Throughout the ages primitive man had had constantly before him two sources of light other than that of the sun, moon, and stars. One of these, the fire of ordinary combustion, he could understand and utilize; the other, more powerful and more terrible, which flashed across the heavens at times, he could not even vaguely understand, and, naturally, did not attempt to utilize. But early in the seventeenth century some scientific discoveries were made which, although their destination was not even imagined at the time, pointed the way that eventually led to man's imitating in the most striking manner Nature's electrical illumination.

About this time Otto von Guericke, the burgomaster-philosopher of Magdeburg, in the course of his numerous experiments, had discovered some of the properties of electricity, by rubbing a sulphur ball, and among other things had noticed that when the ball was rubbed in a darkened room, a faint glow of light was produced. He was aware, also, that in some way this was connected with the generation of electricity, but in what manner he had no conception. In the opening years of the following century Francis Hauksbee obtained somewhat similar results with glass globes and tubes, and made several important discoveries as to the properties of electricity that stimulated an interest in the subject among the philosophers of the time. Gray in England, and Dufay in France, who became enthusiastic workers in the field, soon established important facts regarding conduction and insulation, and by the middle of the eighteenth century the production of an electric spark had become a commonplace demonstration.
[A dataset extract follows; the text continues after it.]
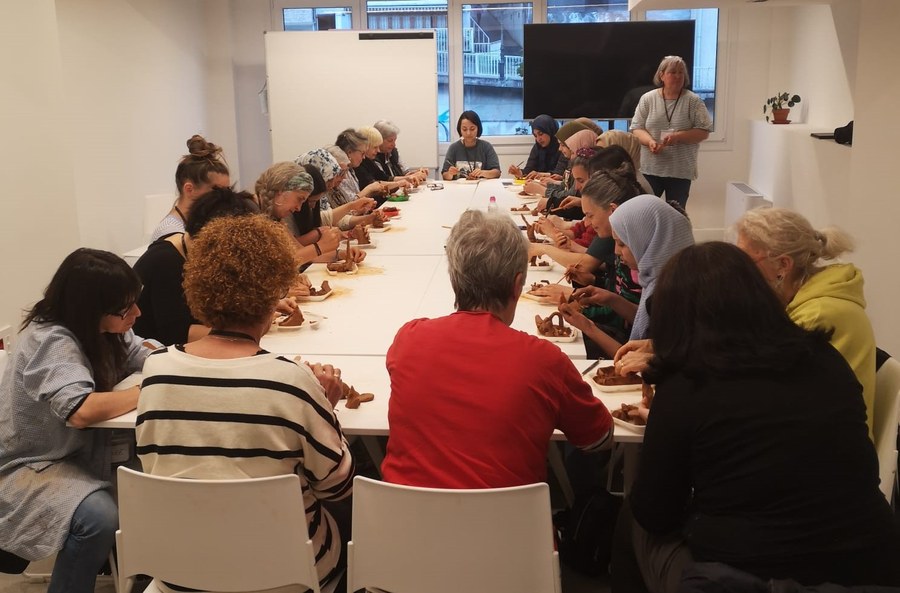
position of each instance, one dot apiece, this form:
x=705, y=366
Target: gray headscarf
x=654, y=232
x=322, y=160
But until this time it had not been demonstrated that this electric spark was actual fire, although there was no disputing the fact that it produced light. In 1744, however, this point was settled definitely by the German, Christian Friedrich Ludolff, who projected a spark from a rubbed glass rod upon the surface of a bowl of ether, causing the liquid to burst into flame. A few years later Benjamin Franklin demonstrated with his kite and key that lightning is a manifestation of electricity.
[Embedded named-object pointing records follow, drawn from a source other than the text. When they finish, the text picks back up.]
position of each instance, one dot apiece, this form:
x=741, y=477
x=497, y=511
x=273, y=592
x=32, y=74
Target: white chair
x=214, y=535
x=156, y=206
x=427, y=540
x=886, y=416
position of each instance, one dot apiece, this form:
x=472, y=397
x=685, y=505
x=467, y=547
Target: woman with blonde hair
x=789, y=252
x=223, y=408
But neither the galvanic cell nor the dynamo had been invented at that time, and there was no possibility of producing anything like a sustained artificial light with the static electrical machines then in use. It was not until the classic discovery of Galvani and the resulting invention of the voltaic, or galvanic, cell shortly after, that the electric light, in the sense of a sustained light, became possible. And even then, as we shall see in a moment, such a light was too expensive to be of any use commercially.